Mikaël Kingsbury lors de la ronde de qualification de l'épreuve des bosses, au Parc à neige Phoenix, de Bokwang, lundi.

Kingsbury remporte l'or

Vice-champion olympique de Sotchi, le bosseur Mikaël Kingsbury a remporté l’or, lors de la super finale de l’épreuve de bosses des Jeux de PyeongChang, au Parc à neige Phoenix de Bokwang, en Corée du Sud, lundi.

L’athlète de Deux-Montagnes a réalisé une descente presque parfaite, qui lui a valu un pointage de 86,63, soit un peu plus de quatre points devant l’Australien Matt Graham (82,57 pts), qui s’est emparé de la deuxième place. Le Japonais Daichi Hara (82,19 pts), qui s’élançait le dernier, est quant à lui monté sur la troisième marche du podium.

Deux fois champion du monde, six fois de suite vainqueur de la Coupe du Monde (et bientôt sept), Kingsbury avait fini deuxième, derrière son compatriote Alexandre Bilodeau, lors des Jeux de Sotchi, en 2014. Depuis, il écrasait la concurrence en toute décontraction. Mais il lui manquait l'or olympique et le «Yes!» qu’il a lâché vers le ciel, au moment de la remise des prix lundi, trahissait le soulagement du moment.

Meilleur score des qualifications vendredi, il a débuté la finale de lundi en gardant un peu de marge. Quatrième de la première manche, puis deuxième de la suivante, il a sorti le grand jeu en super finale avec une descente impeccable.

Le sacre de Kingsbury est aussi logique qu'attendu tant il domine son sport.
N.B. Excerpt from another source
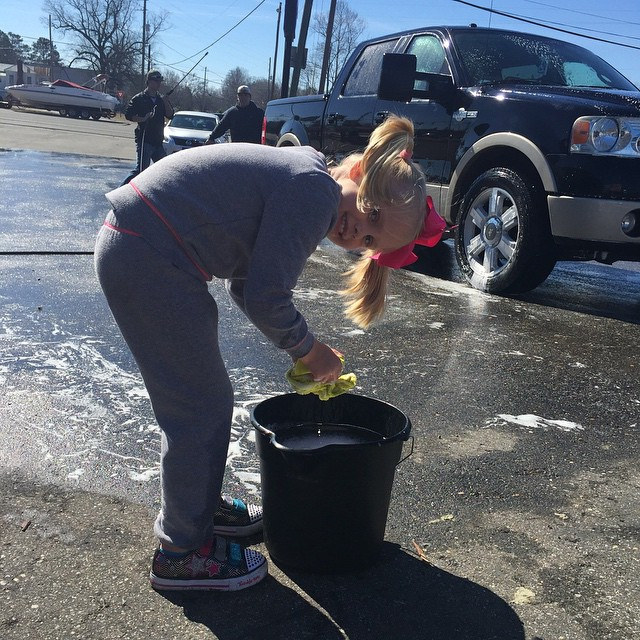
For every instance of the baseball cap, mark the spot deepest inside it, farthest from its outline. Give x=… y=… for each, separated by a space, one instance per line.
x=154 y=74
Ses statistiques sont spectaculaires puisqu'il gagne plus d'une course sur deux (48 succès et 70 podiums en 87 départs en Coupe du Monde), ce qui est particulièrement impressionnant dans une discipline à risques comme les bosses.
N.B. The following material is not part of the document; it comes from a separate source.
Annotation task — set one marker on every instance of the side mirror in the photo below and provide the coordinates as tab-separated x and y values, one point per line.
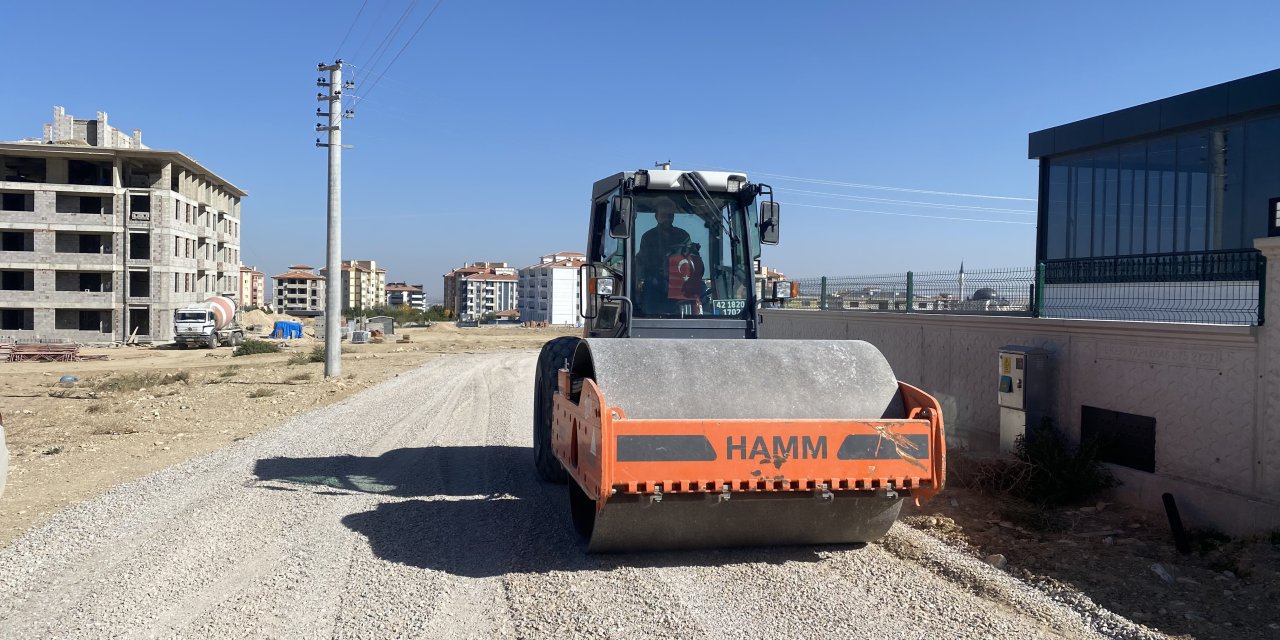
588	304
595	284
620	216
768	222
A l'âge de neuf ans, le Québécois avait affiché sur le plafond de sa chambre d'enfant un dessin des anneaux olympiques sur lequel il avait écrit: «Je vais gagner!». La prédiction est réalisée et Mikael Kingsbury est bien le roi des bosses.

Plus tôt en journée, Marc-Antoine Gagnon, de Terrebonne, était parvenu à se qualifier parmi les 10 concurrents passant en finale grâce à sa note de 76,32 obtenue lors de la première descente de qualification. Effectuant trois solides descentes, lors des deux finales et de la super finale, il a conclu la compétition au pied du podium, avec une quatrième position.

Le genou de Marquis lâche

La belle histoire de Philippe Marquis a quant à elle pris fin lors de la première finale de l'épreuve. Skiant malgré une déchirure du ligament croisé antérieur du genou droit, le bosseur de Québec n'a pas été en mesure de terminer sa descente, son genou lâchant sur le premier saut du parcours. L'athlète de 28 ans, qui a ensuite difficilement rallié l'arrivée, affichait tout de même un sourire.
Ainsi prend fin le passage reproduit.